Sur le préjudice, les intérêts et la capitalisation des intérêts :

5. Compte tenu de la durée anormalement longue et des conditions dans lesquelles l'administration a statué sur la demande de Mme A C, cette dernière a subi un préjudice moral. Il sera fait une juste appréciation de ce préjudice en l'évaluant à la somme de 2 000 euros.

6. Cette indemnité portera intérêts au taux légal à compter du 14 janvier 2022, date de réception de la réclamation préalable. Les intérêts échus à la date du 14 janvier 2023 puis à chaque échéance annuelle à compter de cette date seront capitalisés pour produire eux-mêmes intérêts.

Sur les frais liés au litige :

7. Il y a lieu, dans les circonstances de l'espèce, de mettre à la charge de l'Etat le versement à Mme A C d'une somme de 1 500 euros au titre de l'article L. 761-1 du code de justice administrative.

D E C I D E :

Article 1er : L'Etat est condamné à verser à Mme A C une indemnité de 2 000 euros, qui portera intérêts au taux légal à compter du 14 janvier 2022. Les intérêts échus à la date du 14 janvier 2023 puis à chaque échéance annuelle à compter de cette date seront capitalisés à chacune de ces dates pour produire eux-mêmes intérêts.

Article 2 : L'Etat versera à Mme A C une somme de 1 500 euros au titre de l'article L. 761-1 du code de justice administrative.

Article 3 : Le surplus des conclusions de la requête est rejeté.

Article 4 : Le présent jugement sera notifié à Mme B A C et au garde des Sceaux, ministre de la justice.
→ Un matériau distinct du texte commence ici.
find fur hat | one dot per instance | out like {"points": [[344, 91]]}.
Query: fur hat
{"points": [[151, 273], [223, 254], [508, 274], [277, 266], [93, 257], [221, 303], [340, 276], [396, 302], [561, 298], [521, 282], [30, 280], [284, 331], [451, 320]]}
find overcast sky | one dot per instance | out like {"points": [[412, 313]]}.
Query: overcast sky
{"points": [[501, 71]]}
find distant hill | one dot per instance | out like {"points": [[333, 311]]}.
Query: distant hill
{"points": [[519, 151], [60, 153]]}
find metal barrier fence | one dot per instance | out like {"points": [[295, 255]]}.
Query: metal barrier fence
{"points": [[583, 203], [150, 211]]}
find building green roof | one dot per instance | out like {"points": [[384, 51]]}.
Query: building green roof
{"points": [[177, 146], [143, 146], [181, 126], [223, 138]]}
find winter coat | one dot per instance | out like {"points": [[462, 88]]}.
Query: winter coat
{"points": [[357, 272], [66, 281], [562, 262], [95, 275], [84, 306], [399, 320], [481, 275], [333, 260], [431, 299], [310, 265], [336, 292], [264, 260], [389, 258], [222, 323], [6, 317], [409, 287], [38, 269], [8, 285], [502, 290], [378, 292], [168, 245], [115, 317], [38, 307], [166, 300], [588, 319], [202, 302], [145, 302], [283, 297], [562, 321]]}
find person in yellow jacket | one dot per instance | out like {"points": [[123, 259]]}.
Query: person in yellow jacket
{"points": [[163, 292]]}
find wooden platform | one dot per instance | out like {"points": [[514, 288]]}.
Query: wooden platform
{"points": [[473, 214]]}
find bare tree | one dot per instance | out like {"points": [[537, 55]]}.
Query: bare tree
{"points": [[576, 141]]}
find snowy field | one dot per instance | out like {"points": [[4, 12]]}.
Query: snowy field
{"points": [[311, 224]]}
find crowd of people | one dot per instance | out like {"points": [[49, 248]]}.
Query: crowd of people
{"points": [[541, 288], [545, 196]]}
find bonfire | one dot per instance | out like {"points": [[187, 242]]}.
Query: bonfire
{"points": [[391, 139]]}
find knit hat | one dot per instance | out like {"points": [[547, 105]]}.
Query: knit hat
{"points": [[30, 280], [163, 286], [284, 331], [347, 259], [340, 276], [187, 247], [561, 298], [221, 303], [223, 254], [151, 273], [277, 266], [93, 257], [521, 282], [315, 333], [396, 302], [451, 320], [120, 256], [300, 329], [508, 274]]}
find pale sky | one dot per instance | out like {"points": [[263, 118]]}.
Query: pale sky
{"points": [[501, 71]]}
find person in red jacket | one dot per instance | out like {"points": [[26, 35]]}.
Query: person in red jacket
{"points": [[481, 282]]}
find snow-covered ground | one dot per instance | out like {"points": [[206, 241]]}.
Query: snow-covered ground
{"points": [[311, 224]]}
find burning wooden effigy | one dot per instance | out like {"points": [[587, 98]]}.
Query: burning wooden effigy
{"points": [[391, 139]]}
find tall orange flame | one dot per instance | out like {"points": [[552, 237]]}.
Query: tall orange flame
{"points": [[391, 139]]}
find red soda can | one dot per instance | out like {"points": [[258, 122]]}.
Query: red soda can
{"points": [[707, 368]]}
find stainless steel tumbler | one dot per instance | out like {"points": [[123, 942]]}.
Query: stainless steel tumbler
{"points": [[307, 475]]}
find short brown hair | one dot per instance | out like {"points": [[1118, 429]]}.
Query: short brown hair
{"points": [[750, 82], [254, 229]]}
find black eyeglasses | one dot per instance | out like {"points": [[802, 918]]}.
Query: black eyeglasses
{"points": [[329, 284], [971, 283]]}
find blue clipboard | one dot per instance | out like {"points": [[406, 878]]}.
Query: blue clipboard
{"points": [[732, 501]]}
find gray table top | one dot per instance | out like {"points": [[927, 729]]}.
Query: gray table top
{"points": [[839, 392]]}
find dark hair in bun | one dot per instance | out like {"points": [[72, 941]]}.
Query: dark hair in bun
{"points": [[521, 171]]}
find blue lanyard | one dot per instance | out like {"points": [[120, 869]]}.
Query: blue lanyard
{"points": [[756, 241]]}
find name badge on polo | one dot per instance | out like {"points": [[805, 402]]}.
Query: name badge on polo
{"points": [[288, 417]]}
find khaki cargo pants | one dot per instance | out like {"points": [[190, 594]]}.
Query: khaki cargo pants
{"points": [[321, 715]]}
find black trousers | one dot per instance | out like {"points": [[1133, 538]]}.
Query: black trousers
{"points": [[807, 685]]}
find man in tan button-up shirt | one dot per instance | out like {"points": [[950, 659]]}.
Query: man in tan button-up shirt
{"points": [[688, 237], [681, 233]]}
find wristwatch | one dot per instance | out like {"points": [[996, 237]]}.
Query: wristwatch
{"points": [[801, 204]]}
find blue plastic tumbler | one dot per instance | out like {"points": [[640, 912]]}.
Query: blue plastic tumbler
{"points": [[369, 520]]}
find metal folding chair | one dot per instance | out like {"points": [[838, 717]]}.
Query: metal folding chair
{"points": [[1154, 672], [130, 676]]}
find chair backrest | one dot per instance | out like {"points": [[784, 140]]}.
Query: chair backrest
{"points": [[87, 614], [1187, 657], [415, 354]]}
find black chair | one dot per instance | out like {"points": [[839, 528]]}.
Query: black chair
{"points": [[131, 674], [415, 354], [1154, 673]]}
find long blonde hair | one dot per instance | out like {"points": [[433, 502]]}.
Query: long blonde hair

Délibéré après l'audience du 30 novembre 2023, à laquelle siégeaient :

Mme Anne Seulin, présidente,

M. Gaël Raimbault, premier conseiller,

M. Arnaud Blusseau, conseiller.

Rendu public par mise à disposition au greffe le 14 décembre 2023.

Le rapporteur,

A. Blusseau

La présidente,

A. Seulin

La greffière,

L. Thomas

La République mande et ordonne au garde des Sceaux, ministre de la justice, en ce qui le concerne ou à tous commissaires de justice à ce requis en ce qui concerne les voies de droit commun contre les parties privées, de pourvoir à l'exécution de la présente décision.